The final design of SpaceX’s Falcon 9 rocket launches today (updated)

Update: After being delayed for a day, the rocket launched and its first stage returned safely.

SpaceX's launch that's scheduled for this afternoon may appear to be a routine launch to deploy a satellite, but it's actually anything but. Bangabandhu Satellite-1, scheduled for a launch window that opens at 4:12 PM ET, marks the first launch of the Falcon 9 Block 5 rocket. The Block 5 is the last upgrade of the Falcon 9; there will be no more major updates to the rocket, so this is the version of the rocket that will eventually be human certified.

Update: The launch has been rescheduled after an auto about at T-1 minute, and SpaceX says crews are preparing for its next launch opportunity tomorrow, on May 11th at 4:14 PM ET.

Update 2 (5/11): The rocket successfully launched, and the Falcon 9 Block 5 first stage has returned for a safe landing on a droneship. You can watch the archived video stream below.

Some people see SpaceX's tactics as risky because they test new rocket features on active missions, rather than performing test launches. An obvious example: SpaceX didn't use a test mission to figure out whether a reused Falcon 9 stage could fly. They flew that historic mission with an active customer payload, though they did charge a lower rate because of the risks involved. Indeed, many of the changes to the Block 5 have been have been deployed and refined aboard Block 3 and Block 4 rockets.

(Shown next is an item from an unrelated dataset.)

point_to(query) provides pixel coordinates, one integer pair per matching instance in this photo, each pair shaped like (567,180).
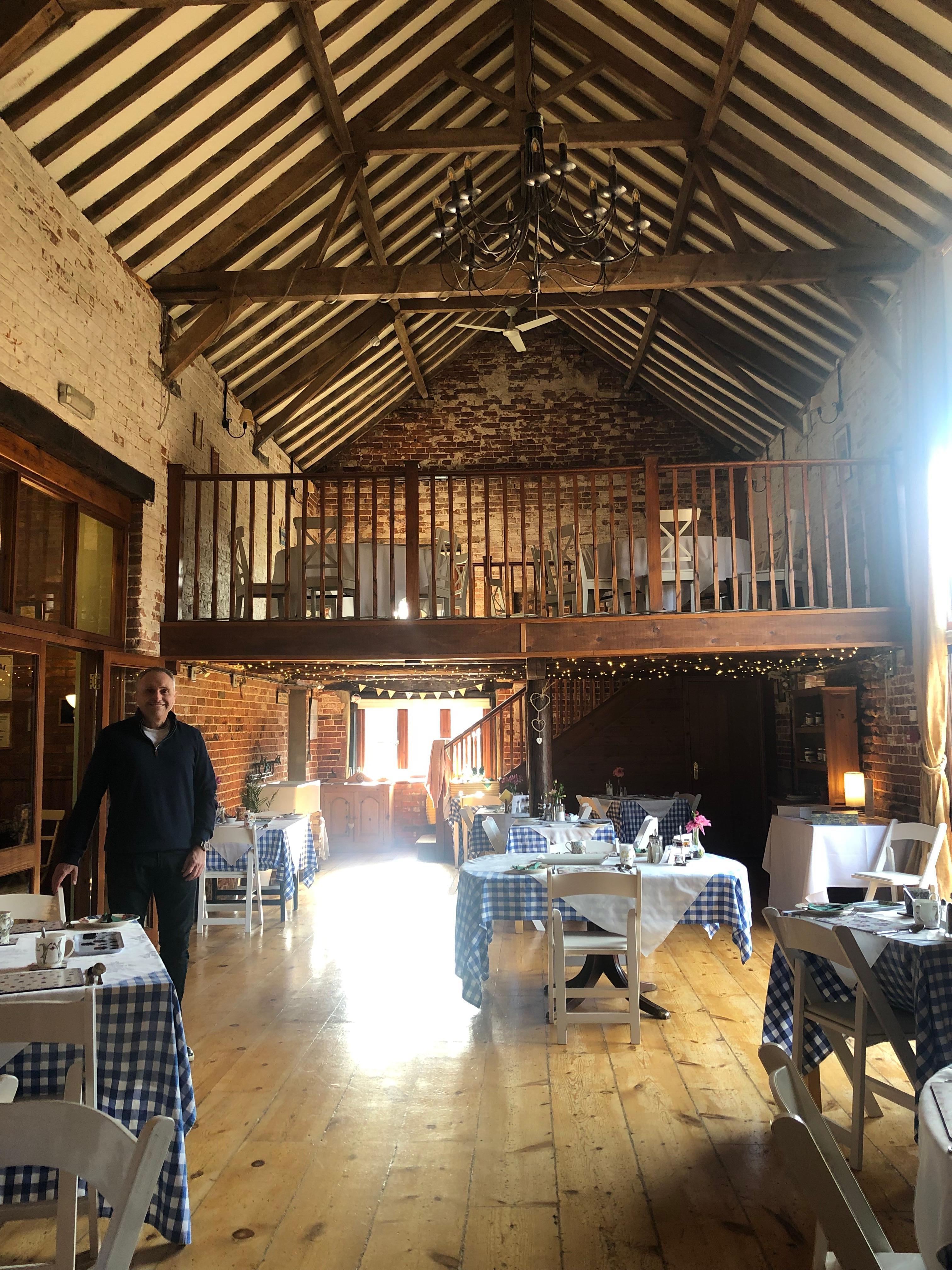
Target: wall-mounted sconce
(75,401)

But now, there will be little, if any, tweaking to the rocket during active missions.

This will make it easier to certify the Falcon 9 rocket for human flight. NASA will require seven successful flights of the Block 5 Falcon 9 before it's human rated. Presumably, that means the design has to remain the same from flight to flight without too many changes. Right now, the GAO estimates that human certification for the Block 5 Falcon 9 won't occur until late 2019.

Most of the changes to this final form of the Falcon 9 are designed to emphasize reusability. For SpaceX to become cost-effective, as it has aimed to do since the company was first founded, it has to make as many components on its rockets as reusable as possible. This doesn't just mean the first stages of rockets; it means everything from the payload adapter to the grid fins should be reusable not once, but multiple times with minimal maintenance and turnaround time from one use to the next.

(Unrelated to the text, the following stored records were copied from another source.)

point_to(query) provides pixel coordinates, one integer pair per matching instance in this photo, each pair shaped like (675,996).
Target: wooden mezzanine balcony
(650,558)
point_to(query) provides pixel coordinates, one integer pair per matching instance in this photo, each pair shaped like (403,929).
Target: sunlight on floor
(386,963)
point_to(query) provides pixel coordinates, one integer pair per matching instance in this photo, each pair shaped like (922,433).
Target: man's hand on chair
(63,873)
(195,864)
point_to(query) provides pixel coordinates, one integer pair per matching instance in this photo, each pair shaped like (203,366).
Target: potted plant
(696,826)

According to a round-up of changes posted on Reddit, changes to the Block 5 Falcon 9 include improved heat shielding around the engines to protect them from the stresses of reentry and switched to a thermal protection barrier, rather than just paint, to help with reusability. SpaceX will also be using titanium grid fins (which deploy during and help control reentry), rather than aluminum. In theory, they should be reusable an unlimited number of times. The payload fairing has also been upgraded, which will theoretically help with recovery, which SpaceX hasn't been able to do yet.

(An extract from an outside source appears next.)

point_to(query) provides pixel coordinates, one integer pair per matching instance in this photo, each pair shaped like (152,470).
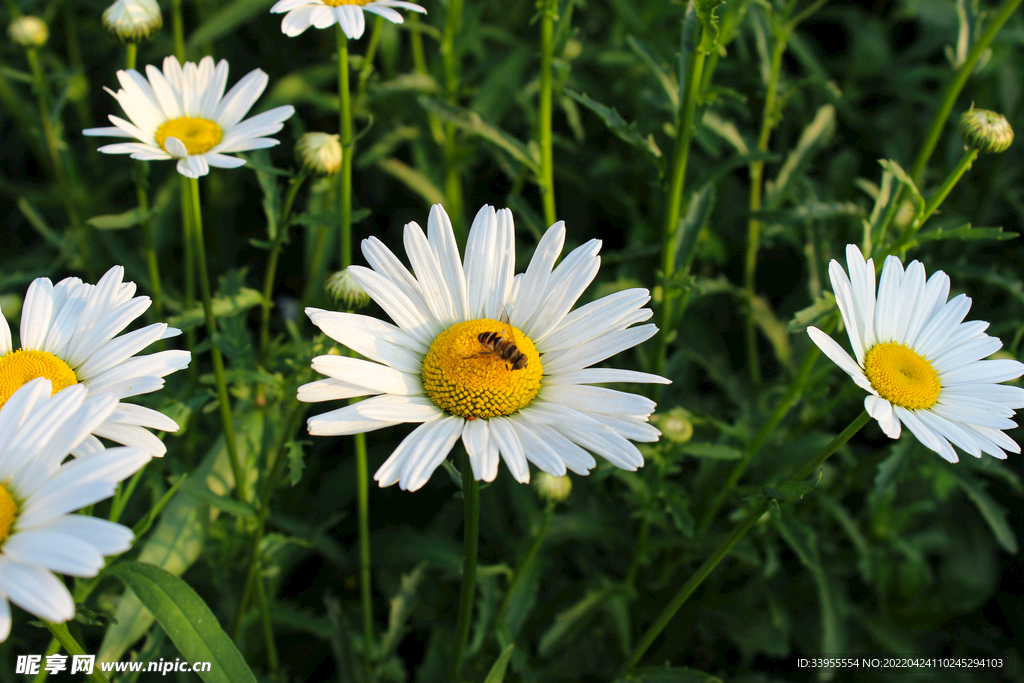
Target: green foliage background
(894,552)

Many of these tweaks are also focused on turnaround time for these rockets. Having a reusable rocket isn't super cost effective if it takes months to perform the maintenance needed before it can be used again. SpaceX is clearly trying to cut down the amount of time between when a rocket is first launched and when its first stage (and second stage, down the line) can be launched again.

You can watch the live stream of the Bangabandhu Satellite-1 launch below. The window opens today at 4:12 PM ET and closes at 6:22 PM ET. The weather is 80% favorable. If SpaceX isn't able to launch the Block 5 Falcon 9, a backup launch window opens tomorrow at 4:14 PM.